KPK Tetapkan Wali Kota Pasuruan Tersangka Suap

KPK Tetapkan Wali Kota Pasuruan Tersangka Suap
Alexander Marwata. ( Foto: Antara )
Fana Suparman / CAH Jumat, 5 Oktober 2018 | 11:15 WIB

Jakarta - Komisi Pemberantasan Korupsi (KPK) menetapkan Wali Kota Pasuruan, Setiyono sebagai tersangka kasus dugaan suap terkait proyek-proyek di lingkungan Pemkot Pasuruan, Jumat (5/10). Selain Setiyono, status tersangka juga disematkan KPK terhadap Dwi Fitri Nurcahyo selaku staf ahli atau Pelaksana Harian (Plh) Kadis PUPR Pasuruan, Wahyu Tri Hardianto selaku staf Kelurahan Purutrejo dan M. Baqir perwakilan CV M. Keempat orang itu ditetapkan sebagai tersangka setelah ditangkap dan diperiksa intensif oleh tim penyidik.

"KPK meningkatkan status penanganan perkara ke penyidikan, serta menetapkan empat orang sebagai tersangka," kata Wakil Ketua KPK, Alexander Marwata dalam konferensi pers di Gedung KPK, Jakarta, Jumat (5/10).

Alex, sapaan Alexander Marwata menuturkan, Setiyono diduga menerima suap dari Baqir terkait proyek belanja modal gedung dan bangunan pengembangan Pusat Layanan Usaha Terpadu-Koperasi Usaha Mikro Kecil dan Menengah (PLUT-KUMKM) pada Dinas Koperasi dan Usaha Mikro Pemkot Pasuruan melalui sejumlah pihak dan orang-orang dekatnya. Diduga, dalam proyek ini telah terjadi kesepakatan fee untuk Setiyono sebesar 10 persen dari nilai proyek sebesar Rp 2,2 miliar dan ditambah 1 persen atau 20 juta untuk Pokja.

"Pemberian ini dilakukan secara bertahap," katanya.
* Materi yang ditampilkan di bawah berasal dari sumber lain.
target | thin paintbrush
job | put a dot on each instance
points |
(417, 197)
Dipaparkan, pada 24 Agustus, Baqir telah mengirimkan uang sebesar Rp 20 juta kepada Wahyu Tri Hardianto untuk Pokja sebagai tanda jadi. Pada 7 September, atau tiga hari setelah CV M ditetapkan sebagai pemenang lelang, Baqir kembali menyetor uang tunai kepada Setiyono melalui orang-orang dekatnya sebesar 5 persen atau Rp 115 juta.

"Sisa komitmen sebesar 5 persen lainnya akan diberikan setelah uang muka atau termin pertama cair," katanya.

Diungkapkan Alex, KPK menduga proyek-proyek di Pasuruan telah diatur Setiyono melalui tiga orang dekatnya yang dikenal dengan sebutan Trio Kwek-kwek. Dalam setiap proyek, Setiyono mendapat jatah rata-rata 5 hingga 7 persen dari nilai proyek.

"Ada kesepakatan komitmen fee rata-rata 5-7 persen untuk proyek bangunan dan pengairan," katanya.

Atas tindak pidana yang diduga dilakukannya, Setiyono, Dwi Fitri dan Wahyu Tri disangkakan melanggar Pasal 12 huruf a atau Pasal 12 huruf b atau Pasal 11 UU nomor 31 tahun 1999 sebagaimana telah diubah dalam Undang-Undang Nomor 20 Tahun 2001 tentang Pemberantasan Tindak Pidana Korupsi juncto Pasal 55 ayat (1) ke-1 KUHP. Sementara Baqir yang ditetapkan sebagai tersangka pemberi suap, dijerat dengan Pasal 5 ayat (1) huruf a atau Pasal 5 Ayat (1) huruf b atau Pasal 13 Undang-Undang Nomor 31 Tahun 1999 sebagaimana telah diubah dalam Undang-Undang Nomor 20 Tahun 2001 tentang Pemberantasan Tindak Pidana Korupsi.